Monday, March 29, 2010

Death Row

The Austin American Statesman featured an editorial titled Death row inmate entitled to delay for DNA tests. The article discusses a man named Henry W. Skinner, 47, who is scheduled to be executed at 6pm Wednesday, March 24, 2010 for brutally murdering his girlfriend and her two sons.

The author of the article is making an argument towards Gov. Rick Perry for a 30-day reprieve. There are seven untested items that contain DNA that could set Skinner free. The state has blocked the testing because Skinner passed on a chance to have the testing done prior to his 1995 trial. Skinner's trial lawyer made that decision because other DNA tests on items found at the crime scene damaged his case. The author wants Gov. Rick Perry to delay the execution for 30 days and order the DNA testing.

Gov. Rick Perry has done this before in the case of Frances Newton, a death row inmate who claimed she was innocent and that retesting of gunpowder residue from the crime scene would clear it. It did not, and Newton was killed. In granting the Newton reprieve, Perry wrote that "Justice delayed in this case is not justice denied."

I do not know many facts from the Skinner case but I do agree that we should give Skinner the 30-day reprieve and if the DNA does not prove his innocence then we can still execute him 30 days later.
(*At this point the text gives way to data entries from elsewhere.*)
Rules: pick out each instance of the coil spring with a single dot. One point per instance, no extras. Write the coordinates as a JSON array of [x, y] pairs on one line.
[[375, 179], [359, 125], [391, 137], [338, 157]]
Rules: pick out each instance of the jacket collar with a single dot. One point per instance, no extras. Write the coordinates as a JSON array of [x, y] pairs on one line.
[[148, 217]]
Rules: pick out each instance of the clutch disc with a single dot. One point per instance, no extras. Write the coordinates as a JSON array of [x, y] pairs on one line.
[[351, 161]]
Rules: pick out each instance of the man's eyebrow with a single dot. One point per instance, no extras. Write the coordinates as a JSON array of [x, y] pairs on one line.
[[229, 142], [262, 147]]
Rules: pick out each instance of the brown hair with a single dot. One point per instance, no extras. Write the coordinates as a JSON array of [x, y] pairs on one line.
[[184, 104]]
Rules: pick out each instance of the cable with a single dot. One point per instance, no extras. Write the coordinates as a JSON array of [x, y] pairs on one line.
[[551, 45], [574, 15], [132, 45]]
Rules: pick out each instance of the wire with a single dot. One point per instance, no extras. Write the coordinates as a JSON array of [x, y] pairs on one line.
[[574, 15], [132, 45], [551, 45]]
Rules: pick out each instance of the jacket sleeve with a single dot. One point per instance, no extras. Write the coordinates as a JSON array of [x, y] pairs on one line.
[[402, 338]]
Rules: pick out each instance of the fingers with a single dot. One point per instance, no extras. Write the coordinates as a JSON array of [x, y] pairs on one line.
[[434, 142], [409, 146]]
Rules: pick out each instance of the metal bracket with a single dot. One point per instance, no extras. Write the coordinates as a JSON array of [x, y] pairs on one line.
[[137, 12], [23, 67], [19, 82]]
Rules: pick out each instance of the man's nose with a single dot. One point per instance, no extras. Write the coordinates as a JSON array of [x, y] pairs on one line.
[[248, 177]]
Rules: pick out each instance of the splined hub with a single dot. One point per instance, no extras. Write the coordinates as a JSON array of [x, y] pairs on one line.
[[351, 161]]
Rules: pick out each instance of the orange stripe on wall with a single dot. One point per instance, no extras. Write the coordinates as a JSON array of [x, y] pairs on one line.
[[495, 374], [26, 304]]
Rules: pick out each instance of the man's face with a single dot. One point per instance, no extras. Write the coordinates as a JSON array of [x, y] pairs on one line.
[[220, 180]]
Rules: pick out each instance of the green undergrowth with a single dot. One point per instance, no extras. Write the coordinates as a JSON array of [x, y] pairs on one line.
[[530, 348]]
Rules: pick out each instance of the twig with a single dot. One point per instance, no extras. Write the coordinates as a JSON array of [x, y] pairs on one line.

I don't see the harm in that.

Tuesday, March 2, 2010

Will the children really use the crosswalk?

The Austin American Statesman features the editorial Round Rock's tragic lesson in traffic safety. The author is urging the Round Rock City Council to approve the installation of a crosswalk and four-way stop signs at the intersection of Gattis School Road and Windy Park Drive.

On January 28th, a sixth-grade girl was hit by two vehicles near that intersection just before 7pm. She was walking home from a skate park behind the Clay Madsen Recreation Center that is along the road. There is no safe way for her to cross this busy so she tries to run and race against traffic and is killed.

The author of the article thinks this issue is a matter of live and death because the road has became so dangerous for pedestrians. In 2004 the City transportation staff counted 908 vehicles entering the east driveway of the recreation center during a 24-hour period. Now because of all the construction of new buildings along this road, the amount has almost doubled at 1,758 vehicles.

The author argues that officials need to be more proactive in protecting pedestrians by doing more to identify roads with heavy traffic and no signals or stop signs. The author also states that officials need to pay more attention and identify intersections that can be a danger to children who are crossing the road to reach popular sites on the other side.

I do agree that we need to pay more attention to busy streets and create ways to prevent accidents like this one happening. It should not take a tragedy like this to make us realize the dangerous road crossing. But then again children do not always use cross walks. Will putting up stop signs make sure the kids cross the street safely? Do speed limit signs make us not speed? No, they do not. So kids are still going to be kids and do stupid things and run across the street even if we have these things. But it will at least help most of the kids who will hopefully use the cross walk.

Saturday, February 20, 2010

Local support grows for nullification of federal laws

This article by Tim Eaton, was published in the Austin American Statesman. The article talks about candidates that are talking about writing state laws that would neutralize federal laws.

Some say it's unconstitutional and illegal, but others say a sort of unofficial nullification can sometimes occur. Debra Medina is a supporter of nullification. She is trying to shame Texans into supporting the issue. She tells us that more than thirteen other states have passed nullification laws to stop the federalization of health care. She states, "Texas sits on our hands."

Gov. Rick Perry doesn't talk about nullification but instead skips right to seceding from the U.S. He seems to support nullification also because he attended a rally in Plano for the 10th amendment, which some believe justifies the nullification of federal laws.

This article is worth reading because this could be a big deal in Texas if we do nullify federal laws or secede from the United States.